Lack of skilled professionals challenge for pharma export

Health minister Mohammad Nasim, Beximco Group vice-chairman Salman F Rahman, Square Pharmaceuticals managing director Tapan Chowdhury, Drug Administration director general Md Mustafizur Rahman, Incepta Pharmaceuticals chairman and MD Abdul Muktadir and Dhaka University IBA professor Syed Ferhat Anwar are seen at the Samsong H Chowdhury Memorial Conference 2017 at Dhaka Club on Saturday. — New Age photo

Country’s leading pharmaceutical manufacturers on Saturday said that penetrating overseas markets was a big challenge for Bangladesh’s pharmaceutical sector despite having huge export potential as the sector lacked highly skilled professionals required for the job.
This is the right time to sit with the country’s academicians to upgrade the university curriculums to address the requirements of the industry, they said at the Samson H Chowdhury Memorial Conference on Bangladesh pharmaceutical industry.
Square Pharmaceuticals Limited organised the conference at the Dhaka Club in the capital. Samson H Chowdhury, who died on January 5, 2012, was the founder of Square Group, one of the country’s business conglomerates.
Abdul Muktadir, managing director of Incepta Pharmaceuticals Ltd, presented the keynote paper at one of the sessions of the conference titled ‘Preparedness of Bangladesh pharmaceutical industry for the future potential and challenges’.
He said, ‘The size of the global generic drug market is $112 billion and Bangladesh has unlimited opportunities to penetrate the market.’
In the keynote paper, Muktadir observed that there were 230 pharmaceutical companies in Bangladesh and the firms met 98 per cent of the domestic demand.
Of the 230 firms, only 30 companies meet 95 per cent of the local demand, he said.

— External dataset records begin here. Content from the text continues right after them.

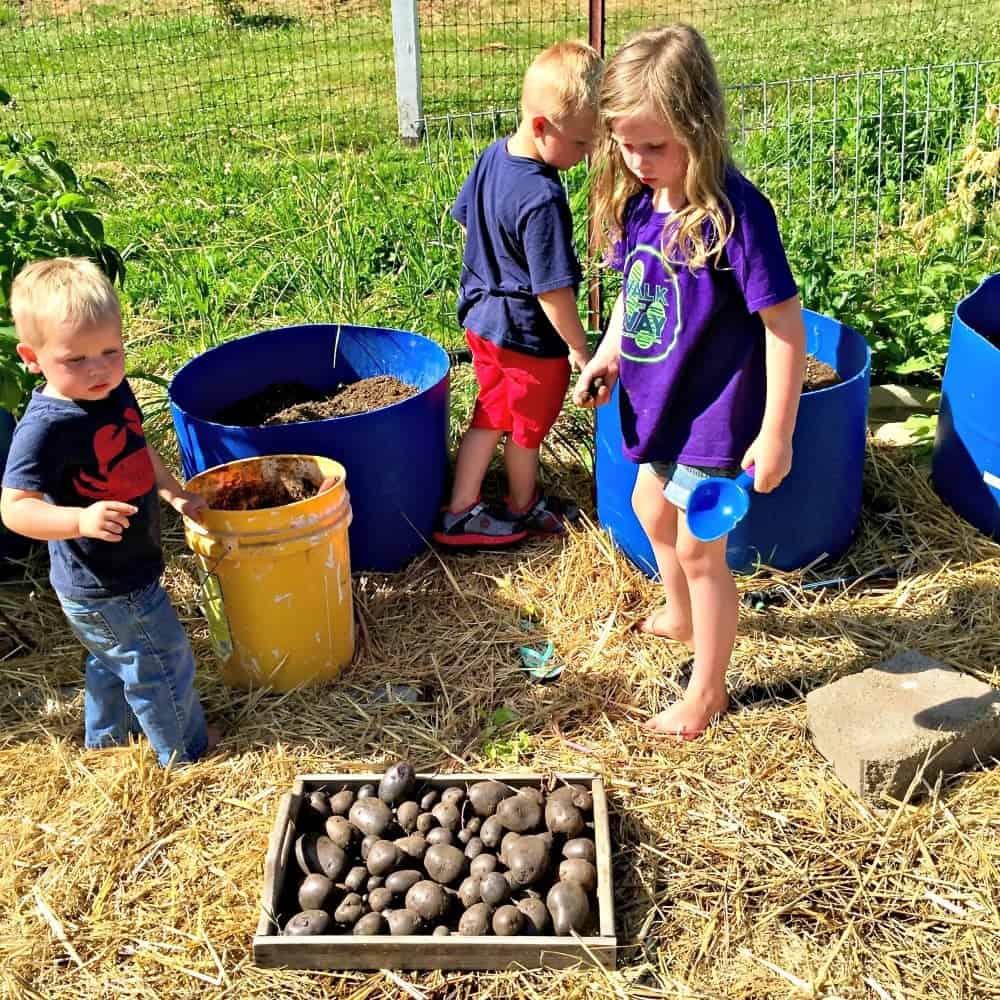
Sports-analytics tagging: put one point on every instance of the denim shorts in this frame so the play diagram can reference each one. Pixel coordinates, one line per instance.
(139, 673)
(681, 479)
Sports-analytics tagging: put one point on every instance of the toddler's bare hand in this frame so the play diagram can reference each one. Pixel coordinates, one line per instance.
(189, 504)
(578, 359)
(106, 520)
(771, 456)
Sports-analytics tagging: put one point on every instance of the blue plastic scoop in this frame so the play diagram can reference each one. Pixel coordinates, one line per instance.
(716, 505)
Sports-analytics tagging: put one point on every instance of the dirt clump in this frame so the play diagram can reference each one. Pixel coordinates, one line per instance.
(293, 402)
(255, 495)
(819, 375)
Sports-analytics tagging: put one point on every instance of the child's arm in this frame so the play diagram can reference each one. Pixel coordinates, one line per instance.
(170, 490)
(28, 513)
(604, 364)
(559, 306)
(785, 355)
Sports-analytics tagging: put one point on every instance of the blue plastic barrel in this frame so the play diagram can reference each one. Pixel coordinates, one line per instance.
(816, 509)
(396, 456)
(966, 462)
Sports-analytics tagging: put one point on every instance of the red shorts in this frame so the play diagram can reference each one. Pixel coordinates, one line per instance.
(518, 393)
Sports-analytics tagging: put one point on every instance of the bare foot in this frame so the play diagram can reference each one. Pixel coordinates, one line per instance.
(661, 624)
(213, 735)
(688, 718)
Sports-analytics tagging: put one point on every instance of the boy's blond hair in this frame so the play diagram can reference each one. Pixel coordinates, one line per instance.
(64, 290)
(562, 82)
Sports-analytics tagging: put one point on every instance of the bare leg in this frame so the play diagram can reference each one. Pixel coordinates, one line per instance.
(714, 606)
(474, 456)
(522, 474)
(658, 518)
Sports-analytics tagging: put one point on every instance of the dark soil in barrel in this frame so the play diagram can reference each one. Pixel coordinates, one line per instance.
(819, 375)
(292, 402)
(255, 495)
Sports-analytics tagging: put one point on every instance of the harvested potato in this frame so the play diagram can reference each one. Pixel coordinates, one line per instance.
(414, 846)
(447, 815)
(351, 909)
(340, 831)
(397, 782)
(521, 813)
(399, 882)
(319, 802)
(483, 864)
(315, 892)
(380, 899)
(485, 795)
(356, 878)
(428, 899)
(507, 921)
(383, 857)
(536, 916)
(402, 922)
(439, 835)
(445, 864)
(371, 816)
(561, 816)
(494, 889)
(406, 815)
(580, 847)
(567, 905)
(476, 920)
(578, 870)
(491, 832)
(577, 795)
(527, 858)
(340, 804)
(370, 923)
(308, 923)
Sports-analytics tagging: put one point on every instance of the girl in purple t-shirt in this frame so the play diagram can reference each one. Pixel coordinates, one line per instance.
(706, 337)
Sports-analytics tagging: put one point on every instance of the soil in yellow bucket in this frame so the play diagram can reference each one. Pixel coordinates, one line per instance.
(275, 569)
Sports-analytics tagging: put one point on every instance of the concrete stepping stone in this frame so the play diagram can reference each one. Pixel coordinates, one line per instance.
(879, 727)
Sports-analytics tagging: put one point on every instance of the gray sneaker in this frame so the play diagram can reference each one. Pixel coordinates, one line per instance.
(546, 516)
(477, 527)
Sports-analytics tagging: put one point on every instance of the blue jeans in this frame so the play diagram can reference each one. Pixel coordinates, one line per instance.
(139, 673)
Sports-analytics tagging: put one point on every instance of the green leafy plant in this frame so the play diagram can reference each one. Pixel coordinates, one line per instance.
(503, 743)
(46, 210)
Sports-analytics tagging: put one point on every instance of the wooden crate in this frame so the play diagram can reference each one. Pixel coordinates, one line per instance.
(346, 951)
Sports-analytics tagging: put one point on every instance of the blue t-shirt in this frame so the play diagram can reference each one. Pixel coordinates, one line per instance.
(519, 243)
(692, 357)
(78, 452)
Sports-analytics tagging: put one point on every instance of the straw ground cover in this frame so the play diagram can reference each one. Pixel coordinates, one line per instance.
(742, 867)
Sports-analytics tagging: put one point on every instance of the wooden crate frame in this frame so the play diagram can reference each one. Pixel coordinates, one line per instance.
(424, 951)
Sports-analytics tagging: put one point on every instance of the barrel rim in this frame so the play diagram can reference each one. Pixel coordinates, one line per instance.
(184, 372)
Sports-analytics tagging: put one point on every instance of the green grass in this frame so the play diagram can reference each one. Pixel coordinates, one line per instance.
(258, 182)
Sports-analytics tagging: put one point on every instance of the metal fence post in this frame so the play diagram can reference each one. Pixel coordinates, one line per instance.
(409, 92)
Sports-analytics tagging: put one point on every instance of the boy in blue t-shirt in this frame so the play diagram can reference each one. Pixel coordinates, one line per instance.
(81, 476)
(517, 299)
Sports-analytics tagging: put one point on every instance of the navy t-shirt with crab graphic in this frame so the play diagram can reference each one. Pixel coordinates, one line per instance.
(75, 453)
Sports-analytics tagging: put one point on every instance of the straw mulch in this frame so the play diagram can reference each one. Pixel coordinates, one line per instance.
(743, 868)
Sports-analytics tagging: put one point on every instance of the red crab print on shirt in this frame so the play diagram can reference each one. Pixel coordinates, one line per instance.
(125, 479)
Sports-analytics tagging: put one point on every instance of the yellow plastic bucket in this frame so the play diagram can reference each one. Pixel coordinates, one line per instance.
(276, 581)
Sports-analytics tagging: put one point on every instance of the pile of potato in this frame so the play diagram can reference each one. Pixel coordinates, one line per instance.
(481, 859)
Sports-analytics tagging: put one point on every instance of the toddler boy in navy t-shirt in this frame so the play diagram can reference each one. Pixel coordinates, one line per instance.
(517, 298)
(81, 476)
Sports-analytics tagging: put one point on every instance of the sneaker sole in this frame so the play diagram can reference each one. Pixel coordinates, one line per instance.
(478, 541)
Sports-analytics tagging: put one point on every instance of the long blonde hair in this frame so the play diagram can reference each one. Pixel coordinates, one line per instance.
(668, 72)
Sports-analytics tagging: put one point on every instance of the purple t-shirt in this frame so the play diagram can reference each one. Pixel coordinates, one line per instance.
(692, 361)
(518, 244)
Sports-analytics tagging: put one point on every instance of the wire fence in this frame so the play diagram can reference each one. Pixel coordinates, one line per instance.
(133, 73)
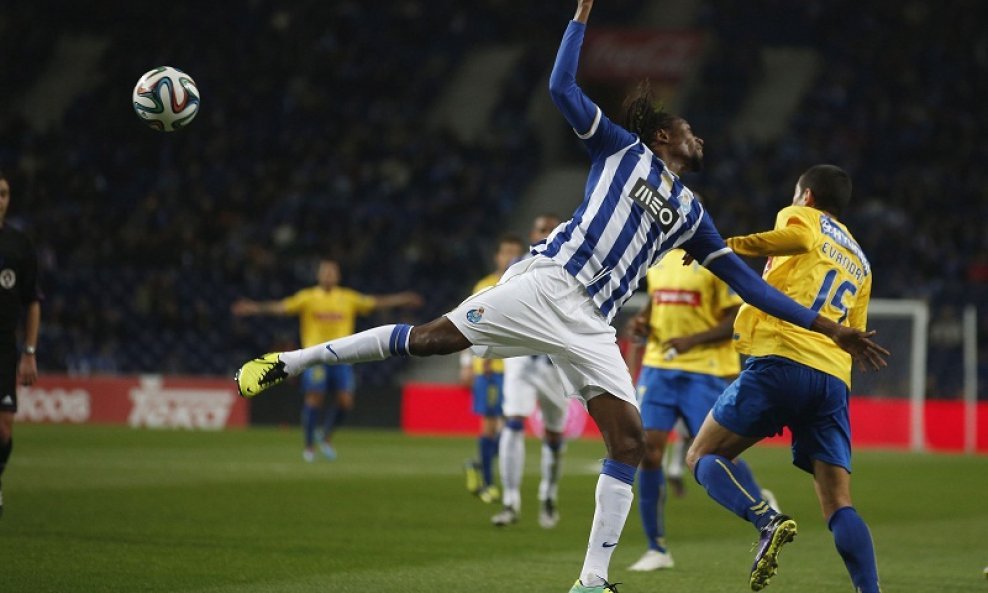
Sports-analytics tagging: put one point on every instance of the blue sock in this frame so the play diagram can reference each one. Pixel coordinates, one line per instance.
(651, 503)
(5, 449)
(853, 541)
(488, 450)
(717, 474)
(742, 471)
(309, 417)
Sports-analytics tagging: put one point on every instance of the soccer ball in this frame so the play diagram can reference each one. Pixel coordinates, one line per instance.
(166, 99)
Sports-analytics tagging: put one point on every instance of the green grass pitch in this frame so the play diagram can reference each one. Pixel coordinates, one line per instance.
(115, 509)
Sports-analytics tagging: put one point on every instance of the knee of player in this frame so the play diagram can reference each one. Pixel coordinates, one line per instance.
(436, 337)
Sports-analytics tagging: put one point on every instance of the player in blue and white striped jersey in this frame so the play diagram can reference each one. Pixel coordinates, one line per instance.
(560, 302)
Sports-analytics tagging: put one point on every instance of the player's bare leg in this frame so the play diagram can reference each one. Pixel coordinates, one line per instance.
(312, 402)
(335, 416)
(651, 503)
(620, 424)
(553, 447)
(6, 445)
(851, 534)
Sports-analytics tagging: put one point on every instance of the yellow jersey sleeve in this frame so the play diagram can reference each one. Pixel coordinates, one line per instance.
(362, 304)
(482, 365)
(832, 277)
(792, 238)
(296, 303)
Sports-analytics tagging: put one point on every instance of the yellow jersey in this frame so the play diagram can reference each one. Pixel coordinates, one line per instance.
(485, 365)
(816, 262)
(687, 300)
(325, 315)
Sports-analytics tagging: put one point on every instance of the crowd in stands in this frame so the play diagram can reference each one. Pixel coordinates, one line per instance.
(314, 139)
(898, 103)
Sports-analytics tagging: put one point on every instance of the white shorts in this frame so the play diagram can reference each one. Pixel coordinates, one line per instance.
(538, 308)
(528, 379)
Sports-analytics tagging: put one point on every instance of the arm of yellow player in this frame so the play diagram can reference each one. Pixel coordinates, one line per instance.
(858, 315)
(792, 239)
(247, 307)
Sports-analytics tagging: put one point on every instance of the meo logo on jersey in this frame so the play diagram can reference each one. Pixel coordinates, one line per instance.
(655, 205)
(8, 278)
(670, 296)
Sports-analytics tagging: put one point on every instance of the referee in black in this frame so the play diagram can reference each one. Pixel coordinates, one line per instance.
(18, 292)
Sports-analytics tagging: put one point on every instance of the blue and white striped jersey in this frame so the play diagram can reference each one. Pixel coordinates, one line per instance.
(634, 210)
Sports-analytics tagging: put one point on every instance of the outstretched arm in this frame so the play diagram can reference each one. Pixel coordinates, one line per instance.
(600, 135)
(792, 239)
(718, 333)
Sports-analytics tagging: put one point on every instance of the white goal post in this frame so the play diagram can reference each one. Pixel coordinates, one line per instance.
(903, 328)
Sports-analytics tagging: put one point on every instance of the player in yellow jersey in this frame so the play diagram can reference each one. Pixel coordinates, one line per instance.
(687, 327)
(793, 379)
(326, 311)
(485, 378)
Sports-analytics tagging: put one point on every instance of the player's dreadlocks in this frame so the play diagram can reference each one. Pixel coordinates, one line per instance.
(644, 116)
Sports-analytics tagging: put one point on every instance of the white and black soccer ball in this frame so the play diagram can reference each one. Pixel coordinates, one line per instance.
(166, 99)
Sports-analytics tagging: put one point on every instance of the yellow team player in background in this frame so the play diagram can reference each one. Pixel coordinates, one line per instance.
(326, 311)
(792, 379)
(485, 378)
(689, 361)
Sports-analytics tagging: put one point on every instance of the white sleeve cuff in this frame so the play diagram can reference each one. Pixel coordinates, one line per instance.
(715, 255)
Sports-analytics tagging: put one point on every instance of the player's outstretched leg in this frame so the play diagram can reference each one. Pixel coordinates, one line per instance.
(853, 541)
(439, 336)
(620, 424)
(511, 462)
(552, 462)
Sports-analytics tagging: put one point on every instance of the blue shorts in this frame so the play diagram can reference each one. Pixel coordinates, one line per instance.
(328, 378)
(773, 392)
(488, 394)
(665, 395)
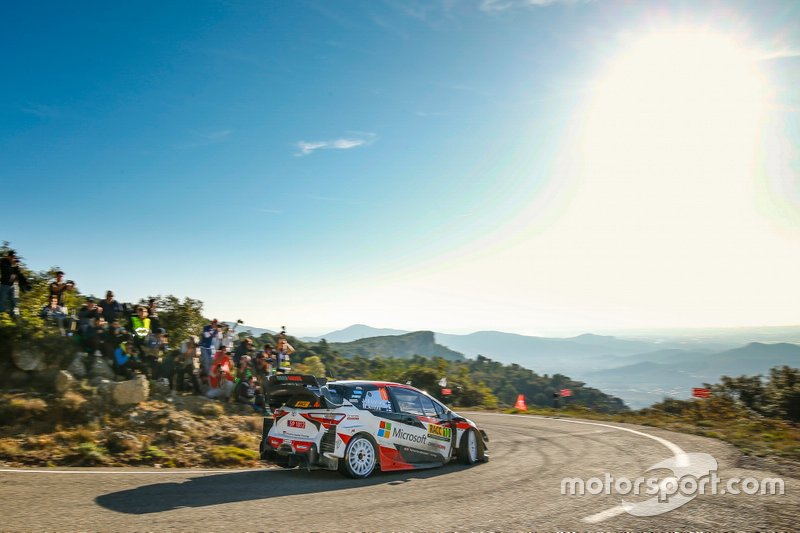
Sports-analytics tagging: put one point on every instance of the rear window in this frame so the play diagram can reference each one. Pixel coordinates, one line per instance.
(366, 397)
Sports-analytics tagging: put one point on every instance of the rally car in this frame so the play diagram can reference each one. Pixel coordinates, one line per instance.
(358, 426)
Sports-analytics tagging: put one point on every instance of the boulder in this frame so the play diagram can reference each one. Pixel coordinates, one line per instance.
(29, 359)
(159, 387)
(98, 368)
(131, 392)
(64, 381)
(17, 378)
(119, 442)
(78, 365)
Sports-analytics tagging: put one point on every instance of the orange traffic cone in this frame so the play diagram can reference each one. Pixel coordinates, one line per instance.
(521, 403)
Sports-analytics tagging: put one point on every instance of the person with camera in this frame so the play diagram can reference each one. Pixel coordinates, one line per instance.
(141, 328)
(59, 287)
(283, 353)
(126, 361)
(207, 344)
(11, 278)
(221, 379)
(111, 308)
(56, 314)
(187, 367)
(244, 348)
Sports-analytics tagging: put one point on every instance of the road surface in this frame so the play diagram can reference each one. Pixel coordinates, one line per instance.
(518, 489)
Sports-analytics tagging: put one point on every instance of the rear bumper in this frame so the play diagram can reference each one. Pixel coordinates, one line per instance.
(287, 456)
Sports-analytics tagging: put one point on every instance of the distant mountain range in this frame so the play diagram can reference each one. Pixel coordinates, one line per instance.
(641, 370)
(401, 346)
(355, 332)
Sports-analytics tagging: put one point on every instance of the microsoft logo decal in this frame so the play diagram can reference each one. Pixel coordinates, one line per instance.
(384, 430)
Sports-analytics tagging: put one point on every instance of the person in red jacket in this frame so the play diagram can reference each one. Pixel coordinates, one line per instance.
(221, 379)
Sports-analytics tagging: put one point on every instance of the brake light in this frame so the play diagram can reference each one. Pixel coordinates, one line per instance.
(327, 420)
(301, 446)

According to the presentation, the size of the domestic pharmaceutical market is $2.11 billion and it is growing by 13-15 per cent a year.
Muktadir expected that the local pharmaceutical market would be $5 billion by 2023.
Bangladesh exports medicines to 120 countries but the export volume is very small and it will take time to increase the volume, he said.
Muktadir said that the country’s pharmaceutical sector had been facing an acute shortage of highly skilled professionals to manage the export market.
Brain drain, image crisis, lack of quality education, poor infrastructure and traffic congestion are the other challenges for the pharmaceutical sector in Bangladesh, he said.
Salman F Rahman, vice-chairman of Beximco Group, said that the domestic growth of pharmaceutical sector reflected that Bangladesh’s economy was growing.
‘We are in the domestic market and now we have to go for the global market. If we target $112 billion generic market in the globe, we will need highly qualified human resources,’ he said.
Salman said that Bangladesh got low-cost white-collar professionals in the sector but the sector depended on foreign professionals in managing export market.
He urged the academicians to design the university courses and curriculums in line with the requirements of the industry.
‘We have to have our people to manage the export market but we have huge knowledge gap to keep pace with the regulated markets,’ said Tapan Chowdhury, managing director of Square Pharmaceuticals Limited.
He urged the government to allow payment of foreign bills from the export retention fund for the pharmaceutical sector.
At the conference, two young scientists — Dhaka University associate professors Abul Bashar Mir Mohammad Khademul Islam and Munawara Sultana —were awarded
Samson H Chowdhury awards.
Health minister Mohammed Nasim handed over the awards to the recipients.
At the award giving ceremony, Nasim said that a vested quarter was always engaged in conspiracy to tarnish the reputation of Bangladesh in any sector.
Nasim said that like in the readymade garment sector, a conspiracy was active in the pharmaceutical sector and a quarter was producing substandard and fake medicines to damage the reputation of the sector.
He said that the government would provide all-out support to the pharmaceutical sector for its growth.